Action Message Description
Server listenining {"state": "listening"} Connection with the Speech to Text engine is initialised. If the connection is successful and the websocket is ready to process data, you will receive back a "state: listening" message. After receiving this message, you are able to send audio.
Server stopped listening {"state": "stopped"} Connection with the Speech to Text engine is stopped. The service will return the remaining blob that has to be processed. Once the connection with the Speech to Text engine is closed you will receive a "state: stopped" message. It is not possible to start a new session once you've stopped it.
{"state": "shutting_down", "at": 1234567890} The real-time engine will throw this message to let you know it will shut down at a specific time in the future. This message is sent one hour before shutting down and will give you enough time (one hour by default) to either finish

Transcription results

Partial results

Partial result The first result sent after receiving a binary blob is a partial. The partial contains the spoken text currently detected and may be subject to change.

{
    "partial": "Je hoort natuurlijk zeker”
}

Full result

When the real-time engine is confident about a full result it will send it in the following format:

{
    "result": [
        [ "Je", 12046, 12286, 1 ],
        [ "hoort", 12286, 12526, 1 ],
        [ "natuurlijk", 12526, 12796, 1 ],
        [ "zeker", 12796, 13096, 1 ],
        [ "in", 13096, 13156, 1 ],
        [ "’s-gravenhage", 13156, 13666, 1 ],
        [ "verhalen", 13666, 14055, 0.999713 ],
    ],
    "text": "Je hoort natuurlijk zeker in ‘s-gravenhage verhalen"
}

The result is an object with two keys, the result and text. The result consists of the words spoken with metadata. The metadata is formatted as following:

     [ "word", time_start, time_stop, confidence ]

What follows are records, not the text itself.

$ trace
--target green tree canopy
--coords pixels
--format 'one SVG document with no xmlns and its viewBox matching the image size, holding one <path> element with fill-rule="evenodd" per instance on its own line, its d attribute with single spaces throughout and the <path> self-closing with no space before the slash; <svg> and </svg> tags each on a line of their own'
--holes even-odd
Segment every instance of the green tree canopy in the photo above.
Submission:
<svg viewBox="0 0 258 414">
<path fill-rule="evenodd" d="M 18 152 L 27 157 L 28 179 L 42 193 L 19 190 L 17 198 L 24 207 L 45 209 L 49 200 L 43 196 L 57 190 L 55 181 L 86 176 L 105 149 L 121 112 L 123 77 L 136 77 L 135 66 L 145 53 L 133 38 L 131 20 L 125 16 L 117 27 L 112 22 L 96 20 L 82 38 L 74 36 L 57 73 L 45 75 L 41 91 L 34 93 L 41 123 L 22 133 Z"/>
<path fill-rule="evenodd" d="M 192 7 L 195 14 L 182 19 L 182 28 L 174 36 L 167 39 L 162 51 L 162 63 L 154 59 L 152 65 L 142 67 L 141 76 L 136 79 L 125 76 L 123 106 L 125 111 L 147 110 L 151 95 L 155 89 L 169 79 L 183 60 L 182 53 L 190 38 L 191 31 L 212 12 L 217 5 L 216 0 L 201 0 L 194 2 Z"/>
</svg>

The time_start and time_stop are timepoints in the amount audio processed (including silence). This does not correspond with the actual session duration. This makes it possible to send audio up to twice the real-time speed. The confidence is a float corresponding to a percentage of confidence the result is accurate. The text key contains a full representation of all words detected

Error messages

Message Description
{"error": "Session not started"} The client sent binary data (audio stream) but did not start a session yet. Data will not be processed.
{"error": "backend Client tried to start a new session while there is already listening"} already a backend session running
{"error": "restarting of sessions is not supported"} Client tried to start a new session after finishing a previous one. This is not supported, disconnect after finishing the session.
{"error": "unable to start backend"} The real-time engine was unable to connect to a backend system. This could be due to multiple reasons not defined further. Contact support if the problem persists.
{"error": "engine_not_responding"} This error is raised after a request for a session in the backend system is not responding. Contact support if this problem persists.